The most valuable of the three for me is most definitely the Belgian techno disc (although it's nice to finally have Jam & Spoon's mix of "Age Of Love" and Humate's "Love Stimulation" on cd with the techno trance set), which covers an era of dance music which is oft-mentioned but now seldom heard, and even seldomer compiled. 1991, which is when most of this stuff surfaced, was really the last time that new sounds and individual records could really turn the entire dance world on its head, and this brand of fiercely energetic techno is brimming with stray creative impulses which subsequent dance producers have spent the entire decade teasing out.
In this music you can hear the roots of Jeff Mills' forceful minimalist techno, the metronomic intensity of trance, hardcore's heady fervour, the sickly hysteria of darkcore and the searing coldness of techstep jungle, but in many ways it stands apart from the various directions it inspired, both in its sonic blueprint and its general feeling.
It's interesting hearing this now after having at least partially explored all the music that followed because of how simultaneously amatuerish and effective this is. Most of these tracks are devastatingly simple in construction: a simple synth hook is looped over a muddy kickdrum and some rudimentary percussion programming (are those synthesised handclaps I hear?).

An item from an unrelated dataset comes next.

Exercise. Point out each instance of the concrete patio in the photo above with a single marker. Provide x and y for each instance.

Second Phase's "Mentasm", co-written by Joey Beltram, has earned classic status for creating the staple rave sound of the same name. The mentasm sound, a harsh metallic quivver halfway between a synth riff and the lazer zap of a starship, has permeated into countless different areas of the dance music, and currently undergoing its third resurrection in the drum & bass scene alone. Having heard the mentasm in so many different settings, the stark simplicity of the original - the sound looped over a beat, basically - unnerves and yet makes all too much sense.
What strikes me straight away about Belgian techno is its ambivalence. The driving synth riff that propels "Anasthasia" sounds like the operatic death rattle of a host of angels, but whether it's supposed to be anthemically uplifting or compellingly disturbing is somehow unclear. More than anything it produces a sense of alarm in the dancer, a jolt of adrenalin as the body instinctively responds to sensory overload, but that alarm has no context, no subsequent resolution to relax into such as trance's perpetual bliss or darkcore's uneasy fear.
Instead the listener is kept a state of constant tension and heightened awareness, which I think I'd find would be very physically taxing after a while. There's a sense of naivete to these tracks which make them (or made them) prime candidates to slip through the back door marked "pop" (in fact many of the tracks actually remind me of 2 Unlimited), but the big difference between this and cheesy Gatecrasher trance is that while this is easy music to make, it isn't easy music to listen to. Even playing this whole collection in one go is tiring, because there's no highs and lows, no space to breathe, only endless, remorseless panic.
I'll talk more about the other discs tomorrow hopefully, but for now it's off to bed.